Auntie M was not the only disappointed reader when the duo of Nicci French decided to end their Frieda Klein series, but they’ve made up for that with a brilliant stand-alone, The Lying Room.
Neve Connolly is the gal everyone admires: a working mom of three who cooks and keeps it all together, and remembers to feed the guinea pig, she’s a great friend, too. So when her small print design company is bought out by a larger one, she decides to drop to 3 1/2 days a week to give herself some breathing room.
That her breathing room for herself means seeing one of the new bosses in an exciting fling has her feeling guilty but exhilarated——until the morning she receives a text to meet her lover at his tiny town flat and finds him dead, brutally attacked with hammer.
Unable to process any other thought but self-preservation, Neve sets out to eradicate any trace of herself and their relationship from the apartment, literally scrubbing herself away, all the while feeling she’s forgotten something.
The detective investigating Saul Stevenson’s murder seems to keep turning up at Neve’s door with questions, while her usually hectic household erupts into even more chaos with visiting friends from uni outstaying their welcome and her best friend’s marriage disintegrating at the same time.
Worried over her oldest child, Mabel, a young woman off to uni with her own ghosts she battles, Neve is consumed with worry and anxiety.
And all the time she exhausts herself to find a way out of the morass, while the detective intent on digging to the bottom of the case keeps turning up with more questions for Neve in a way that soon feels like the two of them are playing a strategic game.

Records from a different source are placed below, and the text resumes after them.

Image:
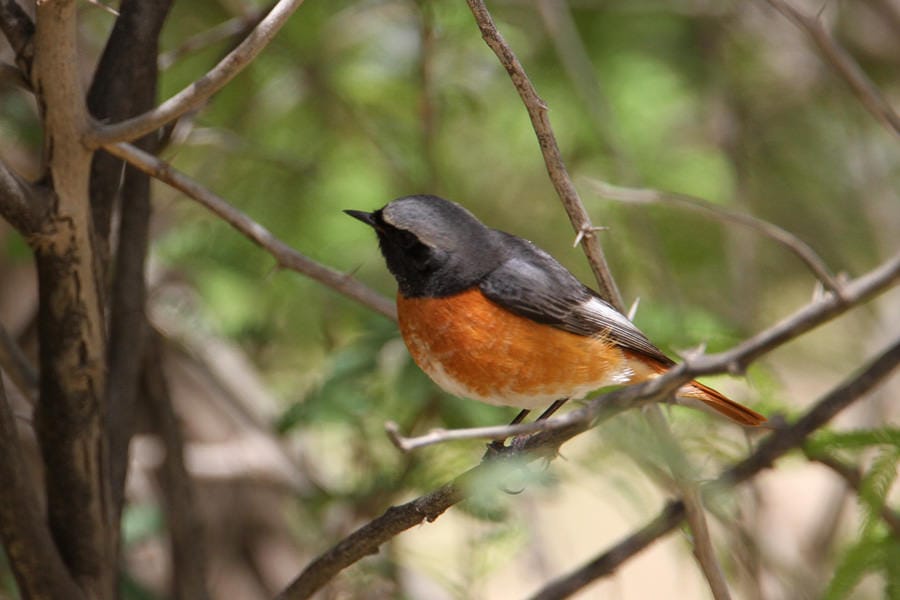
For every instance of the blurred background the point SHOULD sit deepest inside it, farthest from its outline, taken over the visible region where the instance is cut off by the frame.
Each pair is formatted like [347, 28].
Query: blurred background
[283, 387]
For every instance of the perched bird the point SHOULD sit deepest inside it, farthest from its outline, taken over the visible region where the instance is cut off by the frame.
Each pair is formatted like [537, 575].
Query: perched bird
[492, 317]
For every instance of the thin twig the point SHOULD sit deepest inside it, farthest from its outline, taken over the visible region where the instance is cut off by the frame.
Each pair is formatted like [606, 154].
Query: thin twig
[853, 478]
[12, 75]
[286, 256]
[556, 168]
[188, 553]
[368, 538]
[18, 28]
[223, 31]
[801, 249]
[609, 561]
[735, 360]
[841, 61]
[769, 450]
[202, 89]
[25, 206]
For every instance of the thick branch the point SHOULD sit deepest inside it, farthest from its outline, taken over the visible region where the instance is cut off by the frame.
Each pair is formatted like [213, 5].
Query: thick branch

But there’s another person out there watching as all the pieces fall into place, and that’s the real killer. As Neve tries to figure out who the killer must be, several on her list are those she loves, and she can’t begin to imagine how her life can continue if it is one of them.

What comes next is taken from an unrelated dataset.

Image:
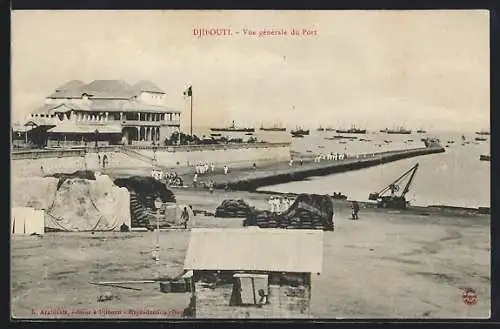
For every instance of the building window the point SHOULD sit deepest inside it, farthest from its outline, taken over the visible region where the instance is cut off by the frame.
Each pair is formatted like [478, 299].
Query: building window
[249, 289]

The complicated plot adds to the very real feel of these characters, finely drawn with problems and issues all families and marriages entertain and their secrets emerge. As Neve’s attempts at misdirection rise, so does the tension, inexorably, toward a stunning climax that isn’t as much of an ending as a new beginning for some.
Eminently readable, this unsettling thriller is justly deemed highly recommended.